Networking at the University of Greenwich

20th February 2019

I recently attended a meeting at a local university campus.  We have been asked to talk to second year students about soft skills and networking.  It seems a bit odd that students dodn’t understand what networking is about but the lecturer said that their perception of networking is to go out and ask for a job!  They have no idea about soft skills, building relationships and just getting to know people in the industry that they want to work in. 

The result of the conversation is that we are going to talk to them for an hour about networking and our experiences.  We will be talking to them about building relationships, just building their network of people who may be able to connect them to others or just talk to them about the world of work and the different options open to them. 

There are lots of stories I can tell about connecting and where it takes you – sometimes quite surprisingly to someone you wouldn’t expect to connect with.  My favourite story is the one where I was challenged to up my game on social media and I posted a blog on LinkedIn about self-publishing my book.  To my surprise someone from one of the High Street banks in London messaged me and said that he was envious of my book and would like to chat to me.  He gave me a mobile number and a time slot to call him.  It should have rung a few alarm bells but it didn’t so I called him and chatted for about 20 minutes or so.  After I’d put the phone down, I Googled him.  To my shock, he was a very senior member of the bank and I’d just been chatting to him as if he was my best friend!  Actually, it was a personal conversation but turned out to be an amazing business contact for me.  If I’d tried to connect with him on LinkedIn, he would probably have ignored me but because he wanted to talk to me, we connected and still chat some years on. 

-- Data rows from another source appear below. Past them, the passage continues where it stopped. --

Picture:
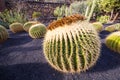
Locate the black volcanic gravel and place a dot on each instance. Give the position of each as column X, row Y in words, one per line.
column 21, row 58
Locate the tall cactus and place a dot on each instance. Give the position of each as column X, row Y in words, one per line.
column 3, row 34
column 37, row 30
column 113, row 41
column 16, row 27
column 71, row 44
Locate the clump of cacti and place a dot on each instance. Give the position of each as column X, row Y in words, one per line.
column 71, row 44
column 98, row 26
column 16, row 27
column 113, row 41
column 28, row 24
column 114, row 27
column 37, row 30
column 3, row 34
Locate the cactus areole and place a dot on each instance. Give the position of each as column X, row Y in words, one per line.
column 71, row 44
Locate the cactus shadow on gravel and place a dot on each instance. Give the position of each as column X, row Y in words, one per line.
column 107, row 61
column 29, row 71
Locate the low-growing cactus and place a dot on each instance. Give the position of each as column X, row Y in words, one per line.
column 114, row 27
column 71, row 44
column 3, row 34
column 98, row 26
column 113, row 41
column 16, row 27
column 37, row 30
column 27, row 25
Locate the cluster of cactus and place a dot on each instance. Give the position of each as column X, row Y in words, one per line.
column 37, row 30
column 98, row 26
column 3, row 34
column 113, row 41
column 71, row 44
column 112, row 28
column 28, row 24
column 16, row 27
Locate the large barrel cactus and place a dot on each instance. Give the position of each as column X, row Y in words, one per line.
column 113, row 41
column 37, row 30
column 3, row 34
column 28, row 24
column 98, row 26
column 16, row 27
column 71, row 44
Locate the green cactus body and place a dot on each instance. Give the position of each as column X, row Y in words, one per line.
column 113, row 41
column 16, row 27
column 27, row 25
column 3, row 34
column 37, row 30
column 98, row 26
column 71, row 44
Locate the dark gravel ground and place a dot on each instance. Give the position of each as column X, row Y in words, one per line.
column 21, row 58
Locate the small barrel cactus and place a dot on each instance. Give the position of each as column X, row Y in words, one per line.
column 71, row 44
column 16, row 27
column 27, row 25
column 98, row 26
column 113, row 41
column 114, row 27
column 3, row 34
column 37, row 30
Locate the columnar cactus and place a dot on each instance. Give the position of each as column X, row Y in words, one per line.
column 37, row 30
column 113, row 41
column 16, row 27
column 98, row 26
column 27, row 25
column 71, row 44
column 3, row 34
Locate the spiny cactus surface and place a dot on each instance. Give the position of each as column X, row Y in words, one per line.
column 28, row 24
column 16, row 27
column 3, row 34
column 113, row 41
column 71, row 44
column 37, row 30
column 98, row 26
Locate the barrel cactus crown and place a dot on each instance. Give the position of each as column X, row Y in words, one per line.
column 3, row 34
column 28, row 24
column 98, row 26
column 113, row 41
column 71, row 44
column 37, row 30
column 16, row 27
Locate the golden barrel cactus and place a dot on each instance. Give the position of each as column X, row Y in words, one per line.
column 71, row 44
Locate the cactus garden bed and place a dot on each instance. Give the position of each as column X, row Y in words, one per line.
column 21, row 58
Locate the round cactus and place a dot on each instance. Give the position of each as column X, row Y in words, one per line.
column 16, row 27
column 113, row 41
column 37, row 30
column 98, row 26
column 27, row 25
column 71, row 44
column 3, row 34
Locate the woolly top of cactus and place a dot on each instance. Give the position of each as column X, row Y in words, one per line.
column 65, row 21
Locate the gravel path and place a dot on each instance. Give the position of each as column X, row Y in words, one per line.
column 21, row 58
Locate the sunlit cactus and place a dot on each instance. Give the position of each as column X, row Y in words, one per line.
column 3, row 34
column 28, row 24
column 16, row 27
column 71, row 44
column 98, row 26
column 37, row 30
column 113, row 41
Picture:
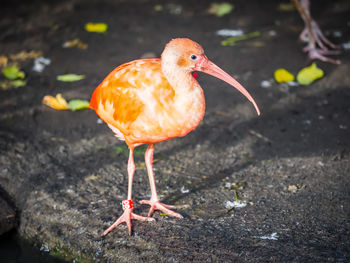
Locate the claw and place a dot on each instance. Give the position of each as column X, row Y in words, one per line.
column 126, row 217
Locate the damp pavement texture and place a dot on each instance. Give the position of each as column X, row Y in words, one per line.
column 274, row 188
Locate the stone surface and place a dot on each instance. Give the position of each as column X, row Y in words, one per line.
column 8, row 218
column 67, row 173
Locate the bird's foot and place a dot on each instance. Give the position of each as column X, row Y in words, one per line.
column 126, row 217
column 321, row 46
column 157, row 205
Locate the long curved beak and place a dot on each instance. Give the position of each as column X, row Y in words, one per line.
column 206, row 66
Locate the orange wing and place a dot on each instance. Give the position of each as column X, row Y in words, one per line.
column 135, row 99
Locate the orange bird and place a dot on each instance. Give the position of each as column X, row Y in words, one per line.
column 147, row 101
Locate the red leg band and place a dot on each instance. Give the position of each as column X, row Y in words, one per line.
column 127, row 204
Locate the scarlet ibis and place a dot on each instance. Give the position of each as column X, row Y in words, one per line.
column 152, row 100
column 318, row 45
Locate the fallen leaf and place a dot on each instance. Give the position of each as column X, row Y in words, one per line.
column 292, row 188
column 282, row 75
column 286, row 7
column 18, row 83
column 24, row 55
column 57, row 103
column 220, row 9
column 78, row 104
column 3, row 61
column 309, row 74
column 75, row 43
column 231, row 41
column 96, row 27
column 70, row 77
column 13, row 73
column 229, row 32
column 40, row 63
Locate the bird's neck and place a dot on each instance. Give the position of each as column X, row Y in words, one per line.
column 189, row 103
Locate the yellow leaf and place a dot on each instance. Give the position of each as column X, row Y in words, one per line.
column 309, row 74
column 96, row 27
column 57, row 103
column 282, row 75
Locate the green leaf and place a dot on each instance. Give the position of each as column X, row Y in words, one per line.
column 70, row 77
column 283, row 75
column 220, row 9
column 231, row 41
column 13, row 73
column 309, row 74
column 78, row 104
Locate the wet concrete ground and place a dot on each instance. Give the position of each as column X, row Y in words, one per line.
column 66, row 173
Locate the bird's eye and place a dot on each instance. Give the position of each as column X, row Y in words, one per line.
column 193, row 57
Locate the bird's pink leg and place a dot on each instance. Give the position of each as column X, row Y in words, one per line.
column 154, row 201
column 128, row 214
column 317, row 42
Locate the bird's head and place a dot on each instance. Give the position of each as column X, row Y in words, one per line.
column 188, row 56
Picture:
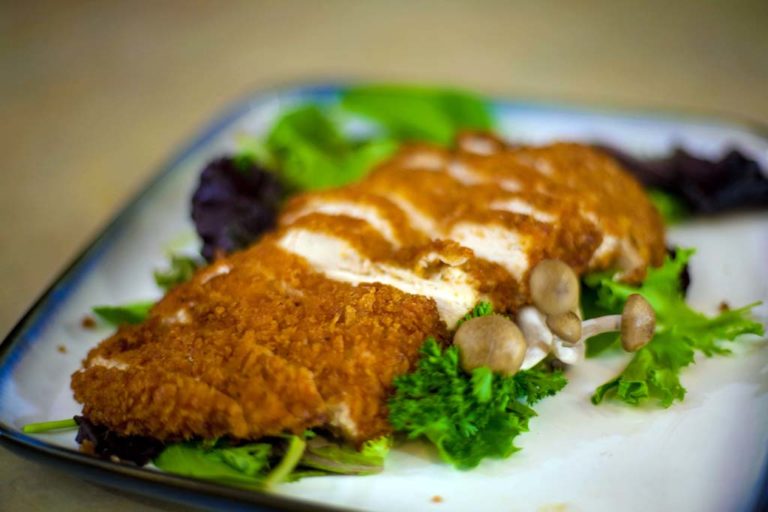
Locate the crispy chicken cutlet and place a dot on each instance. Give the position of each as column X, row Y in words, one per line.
column 309, row 326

The week after our presentation, the University are holding a networking event and inviting students and local business owners so that the students can put it all into practice and make some local connections.  Everyone has roughly 250 connections although most don’t realise it.  When you do the sums, that a lot of potential contacts in the room and I’m sure the students will change their opinion of networking and how it can help them in their future careers. 

So, if you aren’t networking, why not?